The crypto market remains in a cautious mood, with the fear‑greed index sitting at 26. In this environment, Mike Akins from ETF Action is urging investors to broaden their exposure to AI‑related groups that have underperformed compared with the marquee AI stocks that dominate headlines. The idea is simple: if the big names have already captured most of the upside, the smaller players may still have room to grow as the AI revolution continues.

Bitcoin and Ethereum are holding their ground, with BTC trading around $64,468 and ETH near $1,823. Both assets have posted modest gains in the last 24 hours, suggesting that the broader crypto market is not in a panic mode. This relative stability gives retail traders a comfortable backdrop to explore more specialized sectors without the volatility that often accompanies larger market moves.

For those looking to diversify, the key takeaway is to keep an eye on AI‑driven companies that have lagged behind the giants. These could include niche AI service providers, data‑labeling firms, or companies building AI infrastructure that hasn’t yet attracted the same level of investor attention.

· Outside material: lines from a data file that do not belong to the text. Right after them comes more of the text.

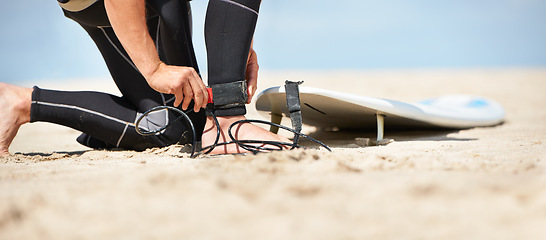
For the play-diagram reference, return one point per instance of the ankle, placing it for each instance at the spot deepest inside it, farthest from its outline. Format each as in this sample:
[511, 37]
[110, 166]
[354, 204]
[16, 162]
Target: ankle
[20, 100]
[226, 121]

As the AI wave continues to swell, these underperforming trades may offer a higher risk‑adjusted return, especially if the market sentiment shifts toward optimism.

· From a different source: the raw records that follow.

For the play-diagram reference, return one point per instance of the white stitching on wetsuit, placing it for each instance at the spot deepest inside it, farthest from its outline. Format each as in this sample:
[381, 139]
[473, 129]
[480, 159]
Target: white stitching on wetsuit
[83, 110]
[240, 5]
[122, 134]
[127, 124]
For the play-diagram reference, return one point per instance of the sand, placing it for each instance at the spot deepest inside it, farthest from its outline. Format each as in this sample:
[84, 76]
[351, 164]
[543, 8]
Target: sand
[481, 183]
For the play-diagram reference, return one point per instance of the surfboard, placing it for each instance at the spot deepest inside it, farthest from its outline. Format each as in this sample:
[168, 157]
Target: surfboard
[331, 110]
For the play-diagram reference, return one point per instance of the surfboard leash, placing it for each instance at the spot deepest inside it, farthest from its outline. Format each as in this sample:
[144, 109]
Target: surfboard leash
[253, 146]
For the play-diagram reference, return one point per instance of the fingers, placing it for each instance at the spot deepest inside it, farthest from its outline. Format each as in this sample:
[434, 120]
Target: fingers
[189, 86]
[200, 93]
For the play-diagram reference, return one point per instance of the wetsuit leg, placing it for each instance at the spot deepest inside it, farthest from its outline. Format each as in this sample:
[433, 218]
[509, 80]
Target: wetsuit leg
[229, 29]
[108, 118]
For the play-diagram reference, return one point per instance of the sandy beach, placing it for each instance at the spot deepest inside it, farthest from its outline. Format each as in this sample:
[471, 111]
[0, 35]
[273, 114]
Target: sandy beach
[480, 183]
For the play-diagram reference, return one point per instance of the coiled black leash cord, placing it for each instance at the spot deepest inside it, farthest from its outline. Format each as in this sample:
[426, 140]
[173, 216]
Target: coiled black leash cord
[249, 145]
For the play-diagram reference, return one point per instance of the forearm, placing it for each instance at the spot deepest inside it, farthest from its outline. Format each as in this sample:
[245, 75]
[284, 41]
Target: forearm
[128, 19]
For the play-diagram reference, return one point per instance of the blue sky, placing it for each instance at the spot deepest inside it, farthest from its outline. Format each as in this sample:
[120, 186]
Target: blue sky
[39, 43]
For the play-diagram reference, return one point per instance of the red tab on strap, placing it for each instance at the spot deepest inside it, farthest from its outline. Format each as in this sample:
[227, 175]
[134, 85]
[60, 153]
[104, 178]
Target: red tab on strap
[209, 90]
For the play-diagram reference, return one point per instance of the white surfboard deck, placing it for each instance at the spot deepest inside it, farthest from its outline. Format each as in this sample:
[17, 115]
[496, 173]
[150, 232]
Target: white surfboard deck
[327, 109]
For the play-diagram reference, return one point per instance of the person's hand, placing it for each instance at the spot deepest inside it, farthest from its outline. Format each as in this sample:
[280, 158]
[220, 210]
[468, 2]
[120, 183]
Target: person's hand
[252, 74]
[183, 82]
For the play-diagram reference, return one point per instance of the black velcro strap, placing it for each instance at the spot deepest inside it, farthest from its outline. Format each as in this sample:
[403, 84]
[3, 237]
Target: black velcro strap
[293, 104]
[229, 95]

Next steps for retail investors: monitor earnings reports and regulatory updates that could lift the entire AI ecosystem, and stay tuned to how institutional players like Robinhood are expanding their AI crypto offerings. By staying informed and keeping a diversified approach, traders can position themselves to benefit from the next wave of AI‑driven growth without overexposing to the already crowded marquee names.